The houses of the town are ancient, and, with a few exceptions, irregular and ill-built. Some of them have ancient Gothic doors of good composition, and there are some fine wooden gables with pannels and hanging tracery. Burford has diminished in wealth and importance from the decay of the coarse woollen manufacture and the malting business, which once flourished here, and from the diminished traffic along the line of road which passes through the town. The church is a large ancient cruciform building ; it has a central tower of Norman date, a fine Norman doorway at the west end, and various portions of Norman and early English adjacent to the tower ; but the greater part of the church is of perpendicular character and of various dates. The tower is crowned with a spire of perpendicular character. There are several large chapels ; a stone chapel in the nave of good composition, is used as a seat, and there is a wooden chapel, also of good composition. The south porch is a fine specimen of late perpendicular. The roof of the nave, now much mutilated and altered, has been of remarkably fine wood-work. There are several ancient monuments, a wooden pulpit, and some other portions of good wood-work, a fine circular font lined with lead, with niches and statues, and a few small portions of very good ancient stained glass. Under part of the church is a crypt, used as a bone-house. There are in the town some dissenting places of worship, a school-house, an upper room in which is used as the town-hall, and several almshouses. There was anciently a small priory or hospital, dedicated to St. John the Evangelist, the revenue of which was valued at the dissolution at £13, 6 shillings, 6 pence ; its site is occupied by a mansion, still called ‘the Priory,’ interesting from its having been the property of the excellent Lord Falkland and of the Speaker Lenthal. Much of the old house has been taken down and rebuilt ; the present mansion contains some interesting historical portraits by Holbein, Vandyke, and Cornelius Jansen.

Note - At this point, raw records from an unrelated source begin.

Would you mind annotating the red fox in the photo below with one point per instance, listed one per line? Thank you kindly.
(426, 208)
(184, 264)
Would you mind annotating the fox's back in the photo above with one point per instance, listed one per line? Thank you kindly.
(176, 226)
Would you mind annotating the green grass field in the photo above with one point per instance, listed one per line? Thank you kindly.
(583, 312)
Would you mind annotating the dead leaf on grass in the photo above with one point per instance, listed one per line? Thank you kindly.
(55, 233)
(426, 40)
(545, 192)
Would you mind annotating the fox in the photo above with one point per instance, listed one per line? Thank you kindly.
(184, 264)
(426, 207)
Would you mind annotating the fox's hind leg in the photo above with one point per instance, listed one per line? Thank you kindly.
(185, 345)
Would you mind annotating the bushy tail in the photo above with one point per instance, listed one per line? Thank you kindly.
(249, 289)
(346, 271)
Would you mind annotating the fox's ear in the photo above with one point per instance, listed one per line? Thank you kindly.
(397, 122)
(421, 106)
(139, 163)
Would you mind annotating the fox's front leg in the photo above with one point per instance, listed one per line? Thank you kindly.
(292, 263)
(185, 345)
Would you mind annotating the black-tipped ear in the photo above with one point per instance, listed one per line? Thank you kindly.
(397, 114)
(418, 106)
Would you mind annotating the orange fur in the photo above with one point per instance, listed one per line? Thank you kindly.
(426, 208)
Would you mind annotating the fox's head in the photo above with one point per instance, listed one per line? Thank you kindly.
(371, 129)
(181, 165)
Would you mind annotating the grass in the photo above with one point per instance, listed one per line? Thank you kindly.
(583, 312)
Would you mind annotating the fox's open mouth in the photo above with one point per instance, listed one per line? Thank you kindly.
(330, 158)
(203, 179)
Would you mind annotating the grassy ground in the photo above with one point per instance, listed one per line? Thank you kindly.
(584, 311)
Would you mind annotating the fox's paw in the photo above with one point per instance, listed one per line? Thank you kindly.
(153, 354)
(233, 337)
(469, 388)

The market is held on Saturday, and there are three yearly fairs. The town was incorporated by charter of Henry II, and is said to have sent a member to parliament for one session, and to have been relieved, on petition, of this (at that time) costly privilege. The corporation has no jurisdiction, and of late years the officers have not been regularly elected. The county magistrates hold a petty-session here. The living is a vicarage, united with the chapelrv of Fulbrook, of the clear yearly value of £294, with a glebe-house, in the gift of the bishop of Oxford.

There were, in 1833, an infant-school, with 97 children ; a free grammar-school, with 40 boys on the foundation and about 30 others ; eight other day or boarding and day schools, with 53 boys and 87 girls; and three Sunday-schools, with 422 children. A parochial library is kept in the church vestry-room.